Caixeta também diz que há doenças que são vistas não como uma patologia, mas como ‘causos curiosos’. Estas não são associadas diretamente a grupos excluídos de representatividade social – como idosos, índios e moradores de rua. A característica comum a elas é a forma escolhida pela população para classificá-las: de modo folclórico ou anedótico.

Leonardo Caixeta
Leonardo Caixeta ouve pergunta da plateia, que, em certos momentos, ficou incomodada com a contundência das opiniões do psiquiatra. (foto: Thiago Camelo)

O psiquiatra cita como exemplo a síndrome de Diógenes. A doença é chamada assim em alusão ao filósofo grego homônimo, que foi abandonando a vida material e passou a comportar-se, sob olhares de alguns, como um animal. Quem tem a síndrome tende a isolar-se, descuidar-se fisicamente e, também, colecionar objetos.

Leonardo Caixeta conheceu um casal de idosos que acumulou uma quantidade de lixo que caberia em 50 caminhões de limpeza. O homem do casal, que apareceu até na televisão, chegou a ser seu paciente.

“Esse senhor foi motivo de piada nas ruas, foi maltratado; as pessoas tratam isso como algo engraçado, curioso, e não como uma doença mental, o que de fato é”, retrata Caixeta. Ele afirma ainda que a síndrome de Diógenes é bastante comum em pacientes de idade avançada, o que poderia explicar também o pouco caso com a doença do casal.

Distúrbios nacionais

“Por que ‘importamos’ diagnósticos estrangeiros e não estudamos as doenças mentais que acontecem no país?”, questiona o psiquiatra. “Há algumas síndromes que merecem mais atenção, como a síndrome do Jeca Tatu.”

Jeca Tatu?!

Segundo Caixeta, é uma homenagem que fez a Monteiro Lobato e a seu famoso personagem, um trabalhador rural indolente e preguiçoso. Para o psiquiatra, é possível que trabalhadores e moradores do campo com as características de Jeca Tatu – folclóricas e estereotipadas, importante lembrar – tenham alguma doença similar à neurastenia, cujos sintomas são exaustão física e psicológica, muitas vezes confundida com a preguiça.

“Há algumas síndromes que merecem mais atenção, como a síndrome do Jeca Tatu”

“Talvez a apatia dessas pessoas, essa pecha de preguiçoso e apático atribuída a baianos, índios, trabalhadores rurais, tenha a ver com características do clima, do tempo quente da região”, defende o psiquiatra, que avisa: a próxima edição da Revista Brasileira de Psiquiatria contará com um artigo seu sobre a síndrome do Jeca Tatu.
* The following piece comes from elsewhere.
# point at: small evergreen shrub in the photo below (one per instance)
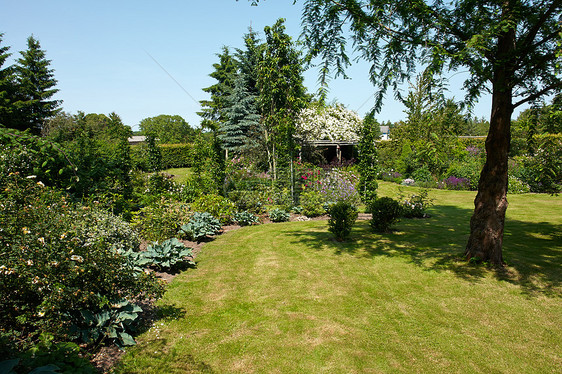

Caixeta diz que, além dessa idiossincrática síndrome por ele anunciada, diversas cidades do Brasil  – e de outros países da América Latina com alta taxa de analfabetismo – mostram uma incidência de pessoas com demência maior do que a média mundial. A explicação: supõe-se uma relação entre o problema social (analfabetismo) e o mental (demência). Ler, de certo modo, criaria uma ‘reserva cognitiva’ que ajudaria a retardar os primeiros sintomas da doença.

“Todas esses exemplos que dei falam de pessoas negligenciadas de uma forma ou de outra, seja porque fazem parte de um grupo com pouca representatividade social, como os mendigos, os idosos e os índios, seja porque têm doenças pouco reconhecidas nas regiões em que vivem”, diz Caixeta.

E, criticamente, reconhece: “O sistema de saúde brasileiro não está preparado para lidar com essas doenças”.